Ira Glass, Semiotics, Studios, and Salamanders

Salamander Winter, acrylic combined media on Fabriano paper, 23″ x 23″, Suzanne Edminster

Last night I closed my open studio after an impromptu party with three muses , one rather hairy, in which the absinthe bottle of La Muse Verte was emptied. Scott, Ed, and I ended up at the Ira Glass show at the Santa Rosa Wells Fargo Center.   Ira Glass, a semiotics major made good as creator and host of NPR’s This American Life, spent a long time giving out his trade secrets of storytelling, or story cultivating, or story minding, or whatever it is he does so well. 

I felt like I was watching– or rather, hearing, as the show celebrated the audial life of the radio–  an alchemist giving out his “secret”  recipes for turning lead into gold.  Open secrets: everyone can hear them, but only a few can use them. Storytelling, he said, is a semiotic pattern. One thing happens, then another thing happens, then another thing– an Ariadne’s thread out of the labyrinth– and it doesn’t matter a bit what the story is or who’s telling it. At the end there’s a bump, a pause, and a moral.   The elements of the story are the abstract bones.  If the substructure is strong, any story propels us into the other world.  Anyone and anything might work in these stories.  And you can tell thousands of them, like ScheherazadeOr Ira Glass.

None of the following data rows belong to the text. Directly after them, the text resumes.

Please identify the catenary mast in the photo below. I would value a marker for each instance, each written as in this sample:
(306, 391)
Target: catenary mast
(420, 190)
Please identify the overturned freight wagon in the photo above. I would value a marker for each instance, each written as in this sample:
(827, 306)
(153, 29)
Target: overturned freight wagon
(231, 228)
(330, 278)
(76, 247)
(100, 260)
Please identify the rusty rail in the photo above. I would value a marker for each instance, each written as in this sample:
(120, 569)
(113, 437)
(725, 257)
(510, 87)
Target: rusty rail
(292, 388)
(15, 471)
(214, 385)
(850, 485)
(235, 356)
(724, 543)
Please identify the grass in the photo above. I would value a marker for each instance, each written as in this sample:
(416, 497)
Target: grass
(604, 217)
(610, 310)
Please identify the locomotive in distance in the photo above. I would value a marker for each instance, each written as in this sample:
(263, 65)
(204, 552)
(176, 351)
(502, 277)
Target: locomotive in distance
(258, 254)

This reminded me of abstract painting.  We move away from the subject, and into bones of pure visual  action.  The structure of the painting carries us along even without subject matter or explanation.  First one painting element happens, then another, then another….  it’s fashionable to avoid the word “narrative” with abstract or non-objective painting.  But there’s a story embedded in every piece, if we know how to read it.  The composition rocks and rockets us toward meaning.  

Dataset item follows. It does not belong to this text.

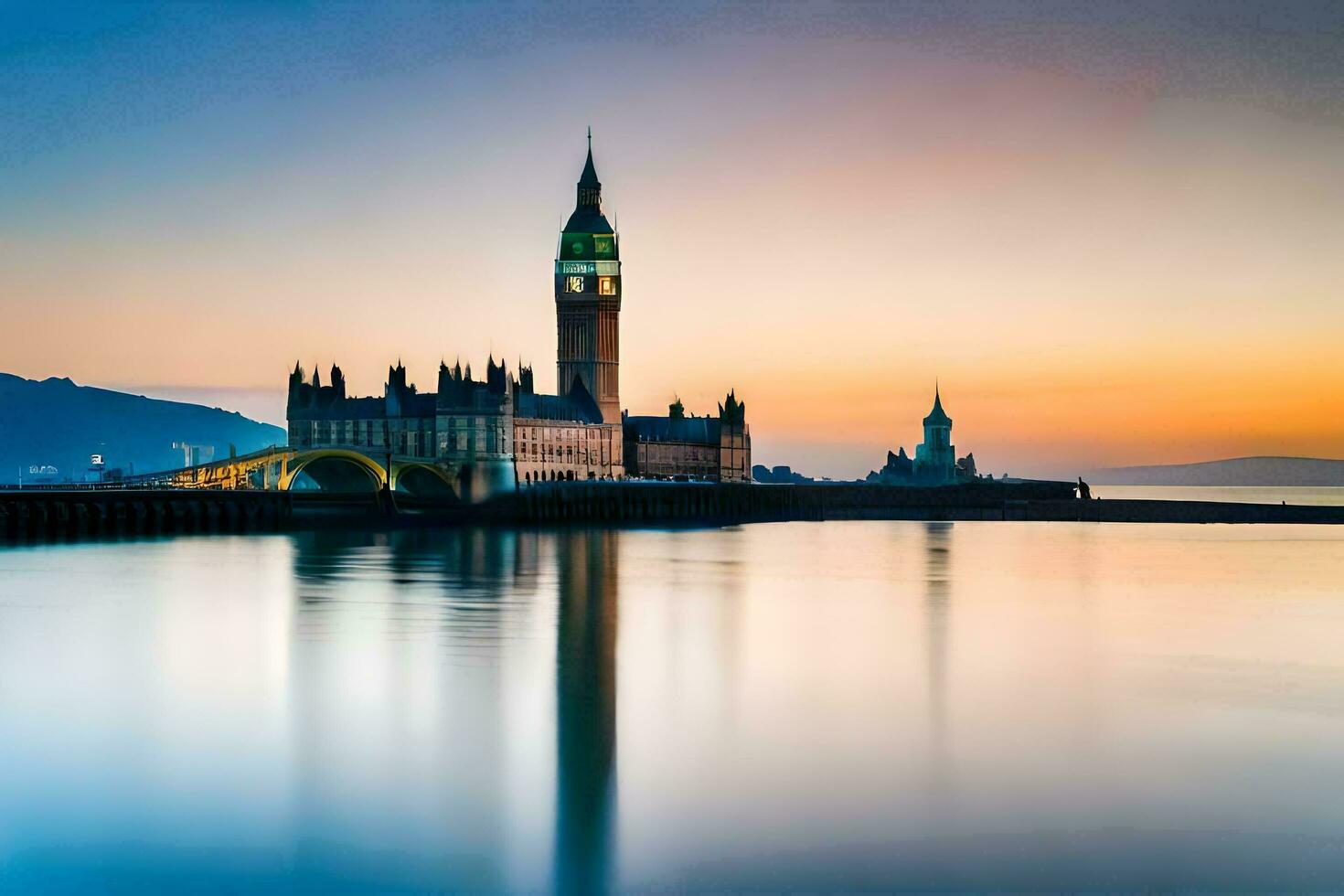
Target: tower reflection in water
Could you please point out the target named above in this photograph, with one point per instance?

Glass paced the stage, IPAD in hand glowing like magic tablet of a new Moses, as he expounded on the world’s oldest art form, storytelling. In the story of the painting Salamander Winter, you may find Scott building salamander “houses” in our back yard.  We lay down boards on the damp winter ground on purpose to be salamander homes.  You can find two kinds of California salamanders in our yard, little wormlike Slender Salamanders and classically newty Arboreals.  We encourage them to raise their tiny, slimy, cute babies there, and we lift the  check their progress.  We identified them through this wonderful site, Identifying California Salamanders.

I'm Branka's painting now

My Ariadne’s thread is tangling here, so I have to quit. The Open Studios went well. Paintings bumped their way to new homes:  I’ve posted one here.  My thanks to all who visited and to my collectors.  The semiotic form of the blog requires that I ask you a question or two, to encourage socializing.  So I have some:  did you like my studio? huh? huh?  and, hey, did I invent the worst blog title ever, or not?  And the moral: Know Thy Salamanders.  Do you?

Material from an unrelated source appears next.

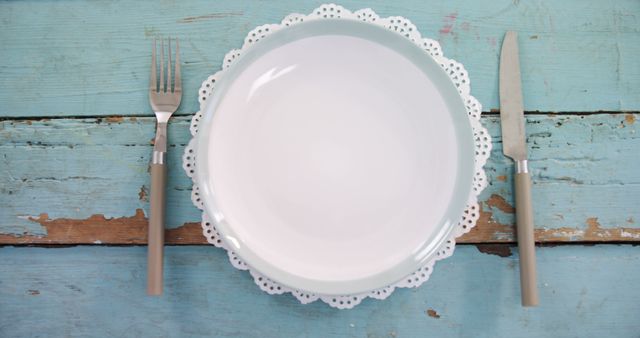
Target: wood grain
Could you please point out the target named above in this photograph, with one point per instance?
(93, 59)
(100, 292)
(70, 181)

Mythic News:  Theseus dumped Ariadne after she saved his sorry self from the Minotaur, but a god (Dionysius)  ended up marrying her, so it all worked out.  She traded up.   The Alchemical Salamanders in my painting go through fire unscathed, faith enduring after earthly passions smolder.

Studio news:  the Open Studios were successful.  The Barracks Artists, in the old Finley Barracks in Santa Rosa, are emerging from the mist.  Guerilla artists in the mist.  Come visit me by appointment.

3 thoughts on “Ira Glass, Semiotics, Studios, and Salamanders

  1. Well I suppose it’s my fault I wasn’t there to score the fabulous aqua painting, but I’ll definitely come back by appointment. And semiotic will be one of my favorite new words. Years ago I took a workshop in storytelling and used to go to the annual Storytelling Festival in the bay area. Maybe we can go some time.